Pourquoi avez-vous démarré votre carrière avec les vêtements de grossesse?

«Je suivais à l'époque des cours du soir en patronage. Ma professeure m'avait demandé de dessiner une création pour une femme enceinte, et je me suis donc plongée dans les vêtements de grossesse. Très vite, j'ai trouvé la niche dans ce marché, car il n'existait quasi pas de vêtements élégants pour les femmes enceintes. J'ai loué une petite boutique et j'ai installé mon atelier dans la cave. J'y traduisais les tendances de la mode en robes de grossesse confortables, drapées.»

Votre mari, Jan Bevernage, conçoit l'intérieur des boutiques et votre fille Felix travaille aussi dans les coulisses. Est-ce une bonne ou une mauvaise chose de collaborer avec sa famille?

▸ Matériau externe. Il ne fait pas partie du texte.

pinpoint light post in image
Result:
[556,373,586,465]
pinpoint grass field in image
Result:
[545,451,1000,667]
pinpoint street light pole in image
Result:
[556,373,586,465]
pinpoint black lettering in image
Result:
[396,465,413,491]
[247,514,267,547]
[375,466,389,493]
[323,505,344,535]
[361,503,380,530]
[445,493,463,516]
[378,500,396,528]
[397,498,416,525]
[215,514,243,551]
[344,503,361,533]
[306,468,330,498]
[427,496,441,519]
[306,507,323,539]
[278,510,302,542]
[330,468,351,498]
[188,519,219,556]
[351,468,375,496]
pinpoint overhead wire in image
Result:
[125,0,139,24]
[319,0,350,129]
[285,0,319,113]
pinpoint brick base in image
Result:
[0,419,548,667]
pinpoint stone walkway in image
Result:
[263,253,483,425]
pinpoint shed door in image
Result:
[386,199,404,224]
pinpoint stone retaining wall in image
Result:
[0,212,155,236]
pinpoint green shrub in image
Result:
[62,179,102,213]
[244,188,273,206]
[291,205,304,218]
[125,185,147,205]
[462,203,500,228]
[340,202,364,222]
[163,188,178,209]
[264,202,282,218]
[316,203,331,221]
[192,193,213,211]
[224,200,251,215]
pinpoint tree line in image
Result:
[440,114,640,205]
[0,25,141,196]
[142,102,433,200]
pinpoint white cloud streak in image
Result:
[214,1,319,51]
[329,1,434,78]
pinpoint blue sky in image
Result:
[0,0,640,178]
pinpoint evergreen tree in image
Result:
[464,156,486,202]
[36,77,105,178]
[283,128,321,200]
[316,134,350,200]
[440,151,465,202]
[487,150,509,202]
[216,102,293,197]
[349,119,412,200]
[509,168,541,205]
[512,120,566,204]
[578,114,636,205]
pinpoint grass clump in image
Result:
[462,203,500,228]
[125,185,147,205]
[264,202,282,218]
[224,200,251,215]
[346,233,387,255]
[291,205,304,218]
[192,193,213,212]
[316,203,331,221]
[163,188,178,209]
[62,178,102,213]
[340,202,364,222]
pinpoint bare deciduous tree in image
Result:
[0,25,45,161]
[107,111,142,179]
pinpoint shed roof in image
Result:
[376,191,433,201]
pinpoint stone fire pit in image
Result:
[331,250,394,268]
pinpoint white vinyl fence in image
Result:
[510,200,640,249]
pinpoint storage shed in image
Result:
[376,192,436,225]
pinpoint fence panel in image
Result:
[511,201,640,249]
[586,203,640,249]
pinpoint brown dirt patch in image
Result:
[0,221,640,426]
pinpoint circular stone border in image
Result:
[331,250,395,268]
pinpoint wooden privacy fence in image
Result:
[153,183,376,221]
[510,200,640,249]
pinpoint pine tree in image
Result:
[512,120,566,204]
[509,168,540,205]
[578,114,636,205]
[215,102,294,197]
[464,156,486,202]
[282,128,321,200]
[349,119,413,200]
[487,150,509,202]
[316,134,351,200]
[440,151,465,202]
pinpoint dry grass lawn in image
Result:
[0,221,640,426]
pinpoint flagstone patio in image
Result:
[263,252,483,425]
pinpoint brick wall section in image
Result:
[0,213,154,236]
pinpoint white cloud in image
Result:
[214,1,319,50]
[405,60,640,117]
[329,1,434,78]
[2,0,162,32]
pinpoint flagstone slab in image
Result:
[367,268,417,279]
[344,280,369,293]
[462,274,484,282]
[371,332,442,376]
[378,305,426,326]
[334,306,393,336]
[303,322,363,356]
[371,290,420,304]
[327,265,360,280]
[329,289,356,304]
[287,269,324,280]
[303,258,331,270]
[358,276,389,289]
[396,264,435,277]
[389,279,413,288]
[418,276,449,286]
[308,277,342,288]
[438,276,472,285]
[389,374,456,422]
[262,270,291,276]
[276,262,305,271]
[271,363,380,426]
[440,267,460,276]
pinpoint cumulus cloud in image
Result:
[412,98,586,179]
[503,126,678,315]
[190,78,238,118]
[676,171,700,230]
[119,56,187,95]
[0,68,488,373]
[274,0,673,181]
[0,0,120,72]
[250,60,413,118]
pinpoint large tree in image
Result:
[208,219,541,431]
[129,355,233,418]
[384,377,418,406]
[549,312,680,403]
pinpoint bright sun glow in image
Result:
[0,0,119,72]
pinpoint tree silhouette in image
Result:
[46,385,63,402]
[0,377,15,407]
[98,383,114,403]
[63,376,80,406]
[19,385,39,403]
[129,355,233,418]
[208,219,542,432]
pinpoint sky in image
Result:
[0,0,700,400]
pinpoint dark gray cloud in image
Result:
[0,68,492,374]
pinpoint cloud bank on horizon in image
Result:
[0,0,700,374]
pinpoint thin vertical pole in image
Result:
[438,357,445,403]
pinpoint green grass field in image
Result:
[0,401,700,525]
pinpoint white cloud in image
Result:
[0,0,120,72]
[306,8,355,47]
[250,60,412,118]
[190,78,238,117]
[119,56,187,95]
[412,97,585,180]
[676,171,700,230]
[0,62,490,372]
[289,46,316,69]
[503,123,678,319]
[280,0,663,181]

«Mon mari et moi, nous sommes depuis de nombreuses années sur la même longueur d'ondes. C'est mon personal coach quand je pense que je ne vais pas y arriver. (rires) Avec Felix, il a fallu prendre ses marques, mais après trois ans c'est de plus en plus chouette. C'est très agréable de voir comme elle s'est épanouie. Elle tient compte de tous les aspects d'une entreprise du secteur de la mode, tant pratiques que créatifs, et peu sont capables de le faire. Je suis contente que la relève soit assurée, mais je ne songe pas encore à arrêter.» (rires)

Début juin, vous avez sorti votre première collection pour hommes. Pourquoi maintenant?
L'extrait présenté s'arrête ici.